Melanin is a polymer, derived from the amino acid tyrosine, responsible for the skin and hair pigmentation in humans and other animals. There are three kinds of melanin (3):
- Eumelanin: black/brown pigment that confers a dark coloration.
- Pheomelanin: yellow/red pigment that confers a lighter coloration.
- Neuromelanin: dark pigment found in the brain. It tends to accumulate with age. Its function is not fully elucidated and could be implicated in the development of Parkinson’s disease (4).
However, UV radiation arriving in the Earth surface from the Sun could be of two kinds: UVA and UVB, and each one influences melanin synthesis in a different way. UVA radiation can oxidize melanin already present in keratinocytes resulting in an immediate skin darkening. In contrast, UVB radiation activates the melanin synthesis in the melanocytes. For a period of 4/5 weeks, melanocytes increase the melanin production and the packaging density in the melanosomes. If radiation exposure continues, melanocytes start to divide amplifying their population up to 3-4 times, which in turn, promotes a significant increase in melanin synthesis. All these events result in high levels of melanin in the epidermis and the consequent long-term skin darkening, or suntanned, as it is usually recognized. If sun exposure stops, melanosomes degrade as keratinocytes move towards the outermost layers of the skin. That is why suntanned acquired during summertime is usually lost in winter (7).
Melanin functions as a protector substance for our body since, thanks to its dark color, it is able to absorb UV radiation which, if absorbed by other molecules could result highly harmful. Moreover, melanin has an antioxidant effect that can minimize the toxicity of free radicals generated by UV radiation and be potentially harmful for our cells (2).
Thus, in normal conditions, melanocytes are the cells in charge of protecting our body from sun radiation and the so desired tanning is the procedure by which our body defends from sun damage.
Nevertheless, when sun exposure is continued or when UV radiation is too high, melanin cannot absorb it all and some is collected by other molecules such as DNA, lipids or proteins, which are seriously damaged.

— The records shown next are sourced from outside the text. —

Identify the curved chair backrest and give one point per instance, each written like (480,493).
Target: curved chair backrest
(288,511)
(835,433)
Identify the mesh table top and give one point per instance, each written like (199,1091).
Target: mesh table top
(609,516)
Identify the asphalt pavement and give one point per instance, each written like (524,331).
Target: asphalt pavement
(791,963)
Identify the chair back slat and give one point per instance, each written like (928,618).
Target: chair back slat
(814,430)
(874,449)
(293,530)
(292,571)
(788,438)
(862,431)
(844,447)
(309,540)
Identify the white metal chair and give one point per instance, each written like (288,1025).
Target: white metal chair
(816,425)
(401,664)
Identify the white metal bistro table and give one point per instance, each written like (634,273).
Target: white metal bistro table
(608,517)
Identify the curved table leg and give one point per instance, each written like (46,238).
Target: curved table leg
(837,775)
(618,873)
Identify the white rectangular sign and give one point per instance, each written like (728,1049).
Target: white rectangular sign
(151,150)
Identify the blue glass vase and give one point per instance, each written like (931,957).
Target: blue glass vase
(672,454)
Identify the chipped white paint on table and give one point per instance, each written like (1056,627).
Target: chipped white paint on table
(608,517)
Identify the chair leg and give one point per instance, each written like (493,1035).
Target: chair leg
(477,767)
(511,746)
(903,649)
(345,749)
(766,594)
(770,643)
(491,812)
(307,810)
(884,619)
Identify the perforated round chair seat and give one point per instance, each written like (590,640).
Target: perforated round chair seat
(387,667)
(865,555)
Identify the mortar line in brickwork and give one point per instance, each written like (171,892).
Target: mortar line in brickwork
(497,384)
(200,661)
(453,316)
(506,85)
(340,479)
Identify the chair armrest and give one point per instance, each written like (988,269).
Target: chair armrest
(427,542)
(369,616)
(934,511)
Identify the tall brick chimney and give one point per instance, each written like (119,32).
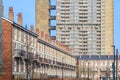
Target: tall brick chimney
(20,19)
(32,28)
(11,14)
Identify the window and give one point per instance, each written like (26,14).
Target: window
(19,35)
(15,45)
(24,37)
(15,33)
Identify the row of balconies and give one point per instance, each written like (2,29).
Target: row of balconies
(56,63)
(29,56)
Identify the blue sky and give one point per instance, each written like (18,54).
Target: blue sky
(27,7)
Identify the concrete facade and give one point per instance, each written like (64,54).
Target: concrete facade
(86,26)
(42,15)
(96,67)
(25,52)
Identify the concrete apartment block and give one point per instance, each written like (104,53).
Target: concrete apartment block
(42,15)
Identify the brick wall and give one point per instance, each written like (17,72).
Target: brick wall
(6,50)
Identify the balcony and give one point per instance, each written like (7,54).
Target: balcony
(52,7)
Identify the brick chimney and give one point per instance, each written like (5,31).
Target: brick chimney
(11,14)
(32,28)
(20,19)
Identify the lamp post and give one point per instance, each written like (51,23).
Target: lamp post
(1,35)
(113,65)
(62,68)
(116,62)
(88,68)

Our body, in order to avoid that these effects get worse, produces an inflammation in the affected area visible by the red color the skin acquires when we usually say we are sunburned (8).
- Yamaguchi Y, Hearing VJ. Melanocytes and their diseases. Cold Spring Harb Perspect Med. 2014;4(5).
- Brenner M, Hearing VJ. The protective role of melanin against UV damage in human skin. Photochem Photobiol. 2008;84(3):539–549.
- Kondo T, Hearing VJ. Update on the regulation of mammalian melanocyte function and skin pigmentation. Expert Rev Dermatol. 2011;6(1):97–108.
- Martin-Bastida A, Pietracupa S, Piccini P. Neuromelanin in parkinsonian disorders: an update. Int J Neurosci. 2017 Dec;127(12):1116-1123.
- Maranduca MA, Branisteanu D, Serban DN, et al. Synthesis and physiological implications of melanic pigments. Oncol Lett. 2019;17(5):4183–4187.
- Cichorek M, Wachulska M, Stasiewicz A, Tymińska A. Skin melanocytes: biology and development. Postepy Dermatol Alergol. 2013;30(1):30–41.
- Lambert MW, Maddukuri S, Karanfilian KM, Elias ML, Lambert WC. The physiology of melanin deposition in health and disease. Clin Dermatol. 2019 Sep -Oct;37(5):402-417.
- Young AR, Chadwick CA, Harrison GI, Nikaido O, Ramsden J, Potten CS. The similarity of action spectra for thymine dimers in human epidermis and erythema suggests that DNA is the chromophore for erythema. J Invest Dermatol. 1998 Dec;111(6):982-8.